On online courses
Just a couple of years ago, simply having a website and giving students email addresses was the bleeding edge of technology. If your syllabus was online and you could download one of your readings instead of photocopying it, then you may as well have been Bill Gates.
We have grown up alongside the Internet, and we were there at the birth of its half-brother, the Smartphone. Connective technology has always been there for us. We are more connected to our peers and the outside world than any generation has ever been before. We do not simply consume media; we now produce it. We are engaged in conversations and dialogue instead of being passive listeners. For us, all media is collaborative, and any model besides that seems increasingly stodgy and outdated.
How do we change the college experience to both accommodate and capitalize on our new way of thinking and communicating? The obvious answer for anyone over 30, though generally less than 50, is to offer more online courses. I can tell you how the meetings go wherein they decide to do so, too. Generally, somebody goes "it's class, and it's online, these kids will eat it up," and then all the people around the table nod along. Unfortunately, that's not how our generation works. Those pushing online classes don't quite "get it."
An online class is not the only place to find knowledge or information on the Internet. Not only is it not a unique source of this product that is "learning," but also, it is not even the best source. Free, up-to-the-second, and detailed information is available in every corner of the Internet. On top of that, this information is not limited to the perspective or awareness of one single instructor, but rather it can be from sources as diverse as world-renowned experts, or the wisdom of the crowd. I can make my own curriculum with my own syllabus, for free, and not be beholden to an instructor.
Online courses are the Blu-rays of technology in academia. Blu-ray discs are a dying form of media that acted as a stopgap while we transitioned from recorded media to streaming media. Online courses are simply a temporary stop in the progressive march of technology into academia.
Rather than simply playing Communications 1010: The Video Game, which is what online courses seem like, we should be focusing on how to integrate technology into the classroom. The technology I mentioned before is all connective technology for a reason. Our generation doesn't want to use technology for technology's sake; we want to use it to connect to others. Removing the others from the equation and turning learning into a mechanical process does not bring us forward; it brings us backwards.

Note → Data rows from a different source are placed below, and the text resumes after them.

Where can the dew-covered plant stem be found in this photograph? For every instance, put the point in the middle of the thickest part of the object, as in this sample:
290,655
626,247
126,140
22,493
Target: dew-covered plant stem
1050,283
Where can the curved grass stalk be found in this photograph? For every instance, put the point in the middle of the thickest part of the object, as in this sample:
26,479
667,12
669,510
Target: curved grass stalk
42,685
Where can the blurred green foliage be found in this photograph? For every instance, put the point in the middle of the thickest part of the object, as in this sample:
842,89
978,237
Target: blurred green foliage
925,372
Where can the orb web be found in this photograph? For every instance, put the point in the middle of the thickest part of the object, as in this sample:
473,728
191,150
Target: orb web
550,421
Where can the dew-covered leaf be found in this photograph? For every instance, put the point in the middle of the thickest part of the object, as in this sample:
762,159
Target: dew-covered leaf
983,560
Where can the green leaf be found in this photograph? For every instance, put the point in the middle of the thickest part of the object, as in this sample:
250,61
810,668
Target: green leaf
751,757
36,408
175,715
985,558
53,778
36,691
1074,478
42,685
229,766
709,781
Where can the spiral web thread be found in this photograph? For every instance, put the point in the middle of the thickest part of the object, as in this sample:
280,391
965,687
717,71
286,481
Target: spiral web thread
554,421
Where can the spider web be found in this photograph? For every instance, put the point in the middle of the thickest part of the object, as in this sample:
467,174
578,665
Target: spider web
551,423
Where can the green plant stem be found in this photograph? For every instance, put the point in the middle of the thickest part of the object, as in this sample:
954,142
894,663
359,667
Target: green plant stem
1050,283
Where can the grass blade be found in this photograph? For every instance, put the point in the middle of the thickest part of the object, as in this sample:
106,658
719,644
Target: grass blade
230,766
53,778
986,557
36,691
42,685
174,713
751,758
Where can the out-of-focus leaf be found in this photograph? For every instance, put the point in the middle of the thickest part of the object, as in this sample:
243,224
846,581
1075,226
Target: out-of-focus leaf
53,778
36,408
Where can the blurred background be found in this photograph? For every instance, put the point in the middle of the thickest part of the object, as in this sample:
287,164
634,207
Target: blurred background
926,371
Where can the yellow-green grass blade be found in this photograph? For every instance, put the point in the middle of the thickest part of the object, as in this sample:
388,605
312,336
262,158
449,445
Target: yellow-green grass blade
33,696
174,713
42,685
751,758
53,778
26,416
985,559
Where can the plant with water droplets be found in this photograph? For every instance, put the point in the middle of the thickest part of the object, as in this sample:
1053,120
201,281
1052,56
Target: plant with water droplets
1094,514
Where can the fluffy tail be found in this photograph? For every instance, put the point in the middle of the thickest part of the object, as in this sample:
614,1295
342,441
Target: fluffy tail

Professors should encourage students to use collaborative technologies to create amazing things together. Courses should require students to use our creative juices and adapt technology to serve a purpose. We are a generation of artists, hackers and mixers. We want to take the tools that are out there, and use them to solve a problem. Let's find creative ways to use technology instead of taking the easy way out. If we do this right and pull it off, we can become a leading institution for generations to come.